Election time has rolled around again, and as ever, the politicians are missing the point.
It's not abortion rights, welfare reform or even a 15-percent tax cut that will make life better for the average American. What we really need are state-sponsored schools on picking up lovers.
Think about your love life. Now think about your love life if you knew how to meet and here's the hard part impress members of the sex you're attracted to. Just like those eggs in that anti-drug commercial, you could go from wet and runny to hot and sizzling in no time at all!
I, for one, would have no problem tacking on one tenth of a cent to the sales tax if it meant I would learn how not to blurt classy lines such as "duh . . . " or "um . . ." whenever I speak to a beautiful potential lover. Witticisms such as "Heh! Heh!" might make fans of "Beavis and Butt-Head" laugh, but no one wants to have sex with them anyway.

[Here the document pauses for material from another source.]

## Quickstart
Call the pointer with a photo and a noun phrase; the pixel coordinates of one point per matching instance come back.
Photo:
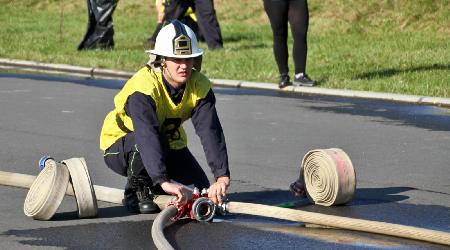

Call this tax the Sex Surcharge or the This-Is-What-Makes-Life-Worth-Living Fee or even the Lover Levy. It could work.
I hope.
Of course, I may be so bad off that I would be the only person in history to flunk out of the Pick-Up Parochial.
What is it about meeting new people that makes our tongues swell up and our feet elongate and our coordination disappear? An astonishingly beautiful woman approached me in a bar last year and asked me to light her cigarette. So nervous my hands were shaking, I was terrified that I wouldn't be able to strike the match. I needn't have worried. The match flared up immediately, and so did her hair.
She never did call me.
The year before that, one of the most beautiful women I've ever seen in my life approached me in another bar. We're talking model looks here, and if she had camaro hair from hell, I was more than willing to overlook it. Not that I even expected her to acknowledge my existence.
She leaned against the bar next to me and ran her fingers through my curly, shoulder-length locks. "You have beautiful hair," she breathed in a voice that could have converted Liberace.
My response?
I looked behind me to see who she was talking to.
Turning back around, I whipped off this snappy response: "Me?!?"
Her nod, when it came, was more sexy than a tango. She politely ignored my strangled question, though I could see in her eyes that she was wondering if I had just hit puberty.
It was do-or-die time. Bottom of the ninth, three runners on, two out. A home run here would win the game and leave me with a grin that would last a lifetime. Even a weak single would take me further into the sexual diamond than I had gone in months. All I needed was a good line. Words raced through my head.
"If you like that, you ought to see me naked," didn't get much consideration, thankfully. "So do you," was discarded as too obvious and "I'd really, really like to see you naked" as one step ahead of the game. What I finally came up with was a stroke of genius.
"Thank you!" I ejaculated. Then I turned, red-faced, and melted into the crowd. Playing hard to get, I figured. Well it worked. She never got me. Minutes later I saw her leave with a short-haired football player type.
This week an attractive woman came into the record store I own and asked me out. Keeping in mind that I'm in a relationship, albeit a long, long-distance one, I dutifully let the woman know.
"I can't have sex with you!" I blurted.
She looked at me. She blinked. She raised an eyebrow. I began to stammer.
Why is it that some people can speak volumes with body language while I can't even spit out monsyllabic grunts?
"Not that I don't want to have sex with you!" I cried, trying to explain myself. "You're beautiful. You're intelligent. Anyone would like to have sex with you. I'd love to have sex with you!"
Her other eyebrow went up.
"Not that you'd want to have sex with me of course," I continued. "You certainly might not be the kind of girl who would do that ... ."
She folded her arms.
"Oh! Not that girls who do have sex are bad! I love girls who have sex. You can have as much sex as you like, and I'd never think a thing about it. Have sex. Don't have sex. That's fine by me. It's your body ... . Did you still want to go out?"
I needn't have asked. My repartee had failed me again. Unfortunately, there are times when it doesn't, such as earlier that same week, when an 85-year-old man came into my store in a plaid leisure suit. He was, as Jerry Seinfeld puts it, a "low-talker," who kept mumbling incomprehensibly. Ever the nice guy, I simply smiled and nodded every time he spoke. Every third or fourth burst of mumbling, he would pronounce loudly, "Nice day for it."
Relieved that I understood something at last, I would agree. "Yes!" I exclaimed. "Yes, it's a very nice day for it!"
And every time I did so, his smile would get bigger. Suddenly I realized he was looking in the very specific direction of my, um, crotch. At the same time, he was, well, how to put this delicately? He was enjoying his own company.
"What did you say?" I demanded.
"Do you want to have sex?"
"NO!"
He left. If there's one thing I know how to do by now, it's drive people off. I just need to learn to attract them. With the election coming up, it seems reasonable to start a school that would teach that skill.
It's a good year for it, wouldn't you say?
While most of the personal anecdotes are fairly accurate, Todd Foltz's love life isn't near the catastrophic condition of the Dole Campaign.